February 2024
Marjorie Maddox
mmaddoxh@commonwealthu.edu
mmaddoxh@commonwealthu.edu
Bio Note: I live in Williamsport, PA, home of the Little League World Series, and have published 14 collections of poetry with two more forthcoming in 2024. I also have a collection of short stories and 4 children's books.
Catheterization
Start with the thin wisp of hope some stranger hocked in a hospital room while you waited— heart pressed to chest—for your father to die. Breathe in. Decades have skipped to this beat with someone else dipping hope’s thread into the tiny creek at your wrist, your fear swimming upstream to the damaged cavern you inherited. Breathe out. Papa, I hear your rhythm, the hum of deceptive rest, the steady syllables of persistence.

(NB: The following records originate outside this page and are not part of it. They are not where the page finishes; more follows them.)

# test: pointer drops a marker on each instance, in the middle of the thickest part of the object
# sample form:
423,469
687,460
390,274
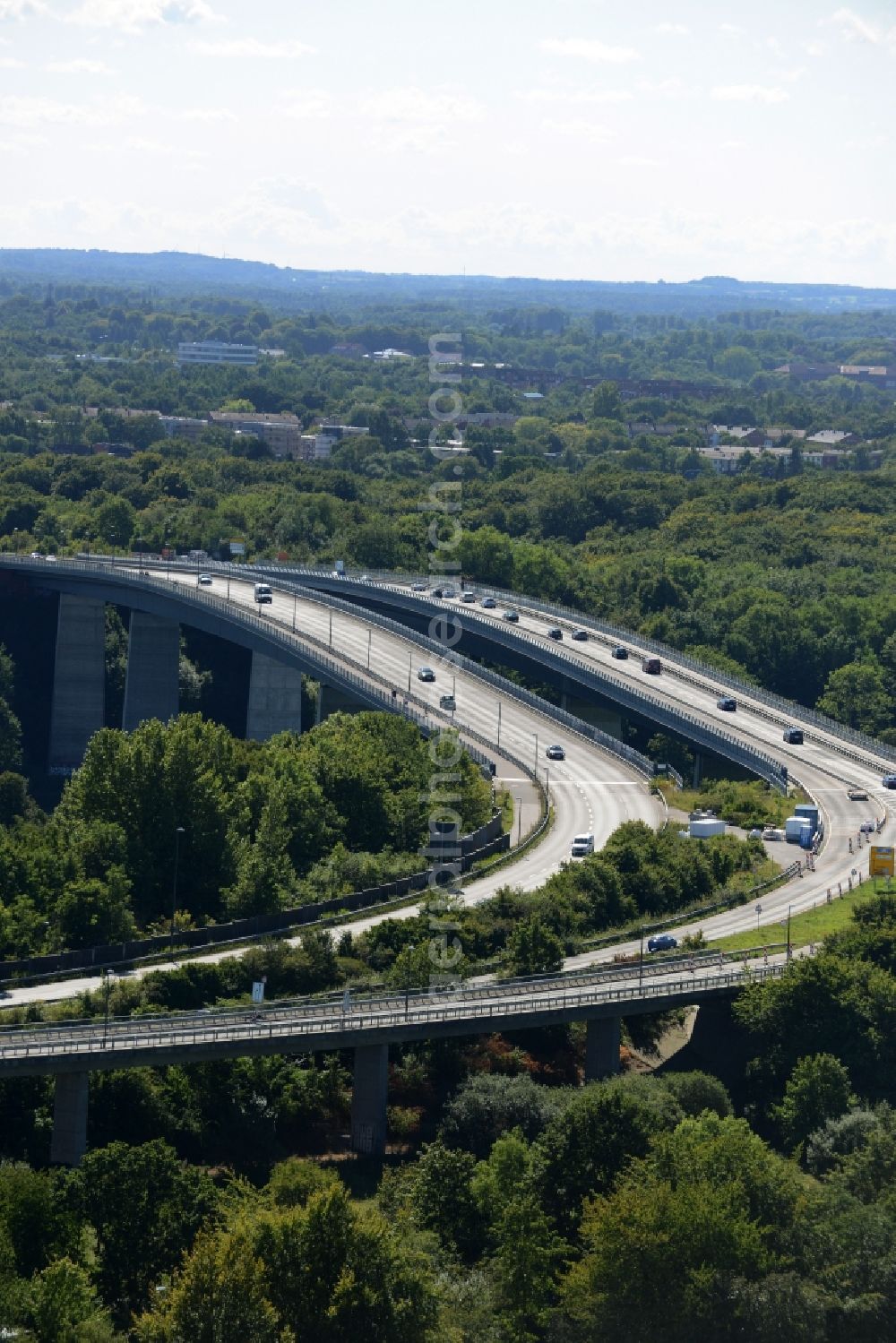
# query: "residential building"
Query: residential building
282,433
215,352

What will hope find with its tiny eye, with its very large memory of death?
Originally published in The Christian Century and used by permission of the author.
Valentines
Patron Saints of Lovers No cutie-pie cupid wings fluttering rings about the heart or head, no fancy frilly two-way arrows, or rose-colored alphabets shaped into vows; just a pretty trick of history, an early-spring wish when birds twittered about each other, and Roman schoolboys, for love of Juno, drew girls’ names to tease them mercilessly with swatches of soft goat hide— all to guarantee purity, which has nothing to do with the celibate Valentines, of which there were, indeed, two, although in different times and cities: a priest, a bishop, passionately faithful, martyred separately, in love only with the red, red blood of Christ.
Previously published in First Things and in Weeknights at the Cathedral
Heredity
Before the E.R. doctor pronounced you alive and partly well at 5:00 a.m., a stuffy morning in July, when earlier even I, on the other side of our bed, felt the pressure of your blood tighten in my constricted dreams; before your father's chest, sawed open like a rotting tree, and all the sawdust sifted to your genes; before your mother's warning stroke, my father's heart extracted from a stranger, or the mastectomy that made my mother whole, before that 5:00 a.m. when all I feared began again almost, the failures of our parents' bodies pooling up inside us, I loved and love the vows within your voice, the loyalty of chromosomes passed on to child, the DNA and discipline of doing that faithful day-to-day of what is half-inherited, the nucleus we nurture into love, each parent cell a paradox, reproducing through division what we have and will become.